I’ve seen in the documentation that you can use:

“h” = .u16 reg
“r” = .u32 reg
“l” = .u64 reg
“f” = .f32 reg
“d” = .f64 reg

Constraint letters when inlining PTX in C code, I was wondering if you know why there isn’t a u8 constraint, for example if I want to split a register into 2 parts I can do:

asm(“mov.b32 {%0,%1}, %2;” : “=h”(u1), “=h”(u2) : “r”(s));

But if I want to split it into 4 parts, how can I do it?

asm(“mov.b32 {%0,%1,%2,%3}, %4;” : “=?”(u1), “=?”(u2), “=?”(u3), “=?”(u4) : “r”(s));

I don’t understand why there isn’t a constraint letter for 8 bits.

I am not sure but I believe this simply reflects hardware capabilities. The sm_1x architecture supported 16-bit register halves that were individually accessible. As far as I know, no NVIDIA GPU architecture has ever offered 8-bit registers (or register portions) as addressable entities (in contrast with x86 where one can access the lower eight bits of registers as AL, BL, etc).

The thing is I want to split a register into 4 bytes and I currently do it like this:

device forceinline void uint32_to_uchars(const uint32_t s, int *u1, int *u2, int *u3, int *u4) {
*u1 = s & 0x000000ff;
*u2 = (s>>8) & 0x000000ff;
*u3 = (s>>16) & 0x000000ff;
*u4 = (s>>24) & 0x000000ff;
}

device forceinline uint32_t uchars_to_uint32(int u1, int u2, int u3, int u4) {
return u1 | (u2<<8) | (u3<<16) | (u4<<24);
}

I wanted to use this mov instruction because I’ve seen it translates to i2i.u32.u16 instructions and I’d like use i2i.u32.u8 but instead it’s is generating more instructions (and, ors and shifts).

I see nothing wrong with your current implementations, not sure why you want to change them? Do these inline functions show up as bottlenecks when you profile your code?

Given that the hardware has no support for directly addressing individual 8-bit portions of a register, how would you propose that the compiler translate “mov.b32 {%0,%1,%2,%3}, %4;” into machine code? Seems to me it would have to emulate it, by extracting the bytes via SHR/AND, or PRMT, or BFE.

Side remark: For uchars_to_uint32(), it may be slightly faster to use ‘+’ instead of ‘|’, but I have not tried it. Assuming u{1,2,3,4} are in [0,255], meaning the four fields are non-overlapping, these operations are interchangeable.

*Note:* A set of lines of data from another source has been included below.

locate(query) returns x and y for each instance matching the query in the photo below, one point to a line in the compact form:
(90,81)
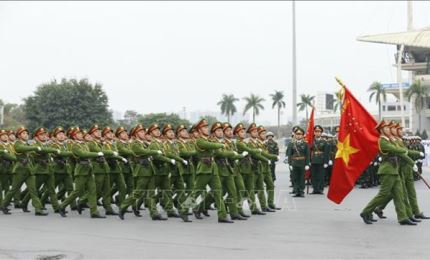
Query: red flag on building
(310,140)
(357,146)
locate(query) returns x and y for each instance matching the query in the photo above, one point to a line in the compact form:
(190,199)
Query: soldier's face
(123,135)
(183,133)
(3,138)
(23,135)
(204,130)
(12,138)
(228,133)
(219,133)
(241,134)
(61,136)
(170,134)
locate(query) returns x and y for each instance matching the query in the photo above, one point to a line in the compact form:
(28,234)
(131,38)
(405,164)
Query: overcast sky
(162,56)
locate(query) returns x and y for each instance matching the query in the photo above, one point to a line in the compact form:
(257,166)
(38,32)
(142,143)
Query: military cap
(381,124)
(153,127)
(200,124)
(4,132)
(318,127)
(180,127)
(106,130)
(56,131)
(136,129)
(119,130)
(215,126)
(299,130)
(238,128)
(252,127)
(39,131)
(261,129)
(167,128)
(92,129)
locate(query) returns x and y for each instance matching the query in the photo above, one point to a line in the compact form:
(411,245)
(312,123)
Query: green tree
(418,94)
(162,119)
(279,103)
(377,91)
(67,103)
(253,102)
(227,105)
(306,101)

The compiler probably cannot know whether the transformation is safe here, and as a consequence cannot change one into the other. You could also try using three calls to __byte_perm(), which maps to the PRMT instruction. You could also try to use __byte_perm() to extract individual bytes inside uint32_to_uchars(), again not sure whether that would be faster.

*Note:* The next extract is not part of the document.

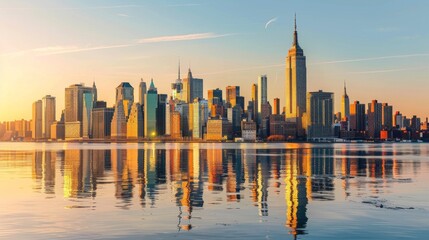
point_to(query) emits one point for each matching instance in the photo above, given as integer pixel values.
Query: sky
(379, 48)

Yet another approach would be to create a union of a uint32_t and a uchar4, then use structure member access for extraction and compositing:

__device__ __forceinline__ void uint32_to_uchars (uint32_t s, int *u1, int *u2, int *u3, int *u4) 
{
   union {
      uint32_t i;
      uchar4   c;
   } xtr;
   xtr.i = s;
   *u1 = xtr.c.x;
   *u2 = xtr.c.y;
   *u3 = xtr.c.z;
   *u4 = xtr.c.w;
}

No guarantees that this would be any faster than the code the compiler generates now.

I am a heavy-user of unions in my kernels and am generally pleased with the generated code.

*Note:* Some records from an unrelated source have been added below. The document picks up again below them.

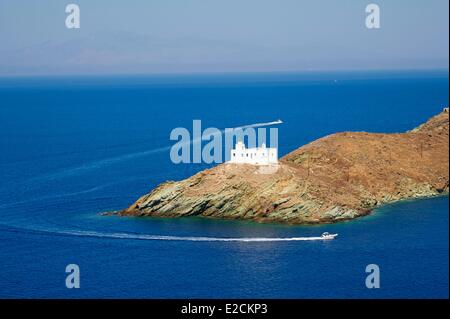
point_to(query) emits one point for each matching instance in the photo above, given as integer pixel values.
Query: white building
(255, 156)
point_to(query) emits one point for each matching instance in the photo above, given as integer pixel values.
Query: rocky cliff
(337, 177)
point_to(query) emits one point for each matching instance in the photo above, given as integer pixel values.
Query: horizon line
(209, 73)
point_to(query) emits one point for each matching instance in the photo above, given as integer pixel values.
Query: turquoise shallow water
(74, 148)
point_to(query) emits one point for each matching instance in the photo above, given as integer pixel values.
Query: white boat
(328, 236)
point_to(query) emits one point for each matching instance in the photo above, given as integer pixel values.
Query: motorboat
(327, 235)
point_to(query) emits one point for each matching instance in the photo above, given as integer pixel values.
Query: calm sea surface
(71, 148)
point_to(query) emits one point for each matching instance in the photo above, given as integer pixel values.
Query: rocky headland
(337, 177)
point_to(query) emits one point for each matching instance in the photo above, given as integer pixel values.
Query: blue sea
(72, 148)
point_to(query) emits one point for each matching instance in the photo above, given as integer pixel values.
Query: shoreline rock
(335, 178)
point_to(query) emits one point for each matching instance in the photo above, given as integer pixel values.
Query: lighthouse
(255, 156)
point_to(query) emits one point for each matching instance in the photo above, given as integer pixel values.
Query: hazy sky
(177, 36)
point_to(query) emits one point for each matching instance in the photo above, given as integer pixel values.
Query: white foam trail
(188, 238)
(112, 160)
(128, 236)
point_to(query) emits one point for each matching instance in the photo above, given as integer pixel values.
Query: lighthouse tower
(254, 156)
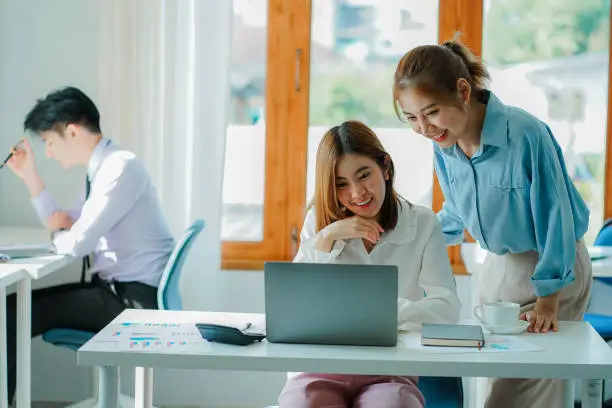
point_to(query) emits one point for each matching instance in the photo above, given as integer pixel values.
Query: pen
(11, 154)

Although it’s tempting to bit-manipulate words, I would suggest creating unions that list the largest native type first (which may be a vector type), followed by any other native vector types you need, followed by one or more structs of subword types and/or bitfields.

CUDA C++ supports anonymous unions and structs and placing a supported CUDA native type first in your union makes them somewhat easier to work with when loading and storing.

Also note that single instruction bfi/bfe bit field ops are often generated for subword operations.

I’m trying to reduce the executed instructions because that’s what is limiting this kernel. I think I misunderstood i2i instructions. Your suggestions are really helpful I’ll try to see what works better. Thank you!

One other point… the PTX pack/unpack operations are usually erased when you actually generate SASS code.

If you’re interested in counting instructions you should also dump the SASS with cuobjdump or nvdisasm.